Reprinted with permission from Alternet.
After the House bill defunding Obamacare and Medicaid failed, progressives in Congress and activists have been pushing for what they’ve wanted all along—to open up Medicare enrollment as a step toward a single-payer health system.
A new poll of 500 physicians by the business networking website LinkedIn found that nearly half, 48 percent, were in favor of a single-payer system, with 32 percent opposed and 21 percent undecided. What’s stunning about LinkedIn’s survey was not just the show of support for single-payer, but the comments and explanations from physicians about their industry’s greed-driven codependent relationship to insurers.
“As a doctor, it’s really against my best interest to support single-payer healthcare,” said Sean Kivlehan, the associate director of the international emergency medicine fellowship at Boston’s Brigham and Women’s Hospital, in LinkedIn’s report about the poll by Beth Kutcher. “It reduces my earning potential. At the same time, it’s about human rights and taking care of people that need help—that is why I do this work.”

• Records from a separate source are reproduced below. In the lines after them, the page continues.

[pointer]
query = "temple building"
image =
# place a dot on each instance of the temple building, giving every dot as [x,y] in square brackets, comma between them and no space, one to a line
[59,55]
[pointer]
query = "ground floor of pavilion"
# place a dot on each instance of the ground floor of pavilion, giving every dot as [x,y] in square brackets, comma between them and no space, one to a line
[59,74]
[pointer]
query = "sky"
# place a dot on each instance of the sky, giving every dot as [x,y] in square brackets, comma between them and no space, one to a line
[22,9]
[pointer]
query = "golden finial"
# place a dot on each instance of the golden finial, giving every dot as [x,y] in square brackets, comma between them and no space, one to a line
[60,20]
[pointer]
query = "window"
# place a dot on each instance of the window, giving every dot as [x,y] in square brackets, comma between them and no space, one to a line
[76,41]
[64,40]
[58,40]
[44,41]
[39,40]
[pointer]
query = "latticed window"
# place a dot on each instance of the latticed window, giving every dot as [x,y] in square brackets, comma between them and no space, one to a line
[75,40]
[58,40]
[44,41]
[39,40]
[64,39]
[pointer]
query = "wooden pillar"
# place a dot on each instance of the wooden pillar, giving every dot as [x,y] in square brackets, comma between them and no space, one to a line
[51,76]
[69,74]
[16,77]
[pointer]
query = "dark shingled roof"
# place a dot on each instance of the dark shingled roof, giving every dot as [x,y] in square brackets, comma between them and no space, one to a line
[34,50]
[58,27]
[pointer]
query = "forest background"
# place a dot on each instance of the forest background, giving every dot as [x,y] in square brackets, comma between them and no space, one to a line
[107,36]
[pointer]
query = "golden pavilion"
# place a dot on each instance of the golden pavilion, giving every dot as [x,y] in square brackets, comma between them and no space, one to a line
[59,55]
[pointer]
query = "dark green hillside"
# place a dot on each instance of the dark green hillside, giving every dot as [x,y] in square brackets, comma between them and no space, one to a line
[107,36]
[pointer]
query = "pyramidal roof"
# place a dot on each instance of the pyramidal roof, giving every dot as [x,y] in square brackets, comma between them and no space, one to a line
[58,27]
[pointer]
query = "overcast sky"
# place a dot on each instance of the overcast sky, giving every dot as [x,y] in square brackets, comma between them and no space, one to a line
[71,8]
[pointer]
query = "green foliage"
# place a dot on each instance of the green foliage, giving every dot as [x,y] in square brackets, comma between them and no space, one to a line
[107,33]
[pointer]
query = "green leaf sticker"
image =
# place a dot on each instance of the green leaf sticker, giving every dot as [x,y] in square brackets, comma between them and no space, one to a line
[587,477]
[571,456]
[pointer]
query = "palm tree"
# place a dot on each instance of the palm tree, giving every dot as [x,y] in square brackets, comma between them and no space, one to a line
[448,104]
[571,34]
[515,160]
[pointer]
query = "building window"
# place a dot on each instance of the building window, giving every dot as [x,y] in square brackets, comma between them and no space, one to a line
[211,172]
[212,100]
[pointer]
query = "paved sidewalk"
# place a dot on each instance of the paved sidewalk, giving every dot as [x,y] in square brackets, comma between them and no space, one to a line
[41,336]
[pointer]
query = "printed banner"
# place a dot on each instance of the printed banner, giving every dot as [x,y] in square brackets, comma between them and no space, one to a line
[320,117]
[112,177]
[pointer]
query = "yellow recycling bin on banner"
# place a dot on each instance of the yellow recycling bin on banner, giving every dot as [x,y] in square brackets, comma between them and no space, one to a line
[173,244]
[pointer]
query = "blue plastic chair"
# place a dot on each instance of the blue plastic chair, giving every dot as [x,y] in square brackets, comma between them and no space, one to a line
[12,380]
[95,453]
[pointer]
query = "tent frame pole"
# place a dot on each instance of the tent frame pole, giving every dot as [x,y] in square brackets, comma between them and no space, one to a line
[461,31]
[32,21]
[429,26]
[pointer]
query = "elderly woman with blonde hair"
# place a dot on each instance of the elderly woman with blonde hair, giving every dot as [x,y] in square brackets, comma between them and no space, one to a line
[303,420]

Anyone who’s been surprised by medical insurance bills, high deductibles or spoken to the non-medical specialists after seeing physicians to try to find less expensive ways to access new drugs has crossed paths with this often-hidden codependent relationship. What’s never discussed by caregivers or insurance companies is how insurers rely on physicians’ offices as collection agents—and then in turn, pay these providers more money than they might otherwise earn in a single-payer system.
Kutcher reported that many medical professionals said they would accept earning less if it meant fewer dealings with insurers (which averages four hours a week), less insurance bureaucracy, more time with patients, and a freer conscience as a result.
“Even though doctors acknowledged that they might take a financial hit under a single-payer system, many respondents said it would be more than mitigated by getting out of the collection business,” she writes. “In other words, even if they earned less, there would be more patient care and less of the aggravation that comes with negotiating with and tracking down payment from multiple insurance companies.”
What’s stopping more physicians from supporting single payer? Some cited the political arguments about free markets, saying that competition and financial rewards in medicine have driven new advances and that could be stymied. More telling, however, was a trap awaiting medical school graduates. Many owe $100,000 or more in student loans, and partnering with private insurers as collection agents helps them get out of debt.
“Unlike other countries with single payer healthcare, medical school in the United States is very expensive—79% of med students were graduating with more than $100,000 in debt, according to the Association of American Medical Colleges,” Kutcher writes. “U.S. doctors need to generate a substantial income to pay that off—something that doctors in other countries don’t need to worry about.”
The way this ends up working goes to the heart of why for-profit healthcare is bad for physicians, bad for their staffs and bad for patients—bad for everyone except insurers and others whose profits come from pressuring doctors to collect more in fees.
Incredibly, the poll’s interviews with doctors suggest this nasty cycle is getting worse.
“While commercial insurance providers may be the most lucrative payers, they’re increasingly moving toward plans that require doctors to collect more money from patients before they can even submit a claim for reimbursement,” Kutcher wrote. “As many as 29% of people with employer-sponsored health insurance are enrolled in a high-deductible plan, according to the Kaiser Family Foundation. And people with high-deductible plans are more likely to delay care for financial reasons.”
The way patients see this system is when they interact with the billing staff at doctor’s offices. A study in the peer-reviewed journal, BMC Health Services Research, found that billing and insurance expenses totaled $70 billion for medical practices in 2012. The poll found two-thirds of the 500 doctors surveyed “implemented measures” to collect from patients with high-deductible plans. A fifth said they had to hire financial counselors.
It’s not new to hear doctors complain about arguing with insurers after their treatments are rejected or health plans don’t cover certain drugs. It’s also not new to hear doctors complain that it’s hard to get to know patients after they change insurers and medical records get lost in that transition process.
But the reality is a stunning snapshot of healthcare in America: Private insurers are increasingly treating physicians’ offices as their collection agents, pushing medical office front desks to grab more money from patients, while doctors have little choice but to go along to pay off their student debts, or accept it as the way to earn a six-figure income.
No wonder the prescription from nearly half of the physicians surveyed by LinkedIn is to get private insurers out of the healthcare field. The for-profit system is sick and isn’t allowing too many doctors to practice medicine the best way they know how.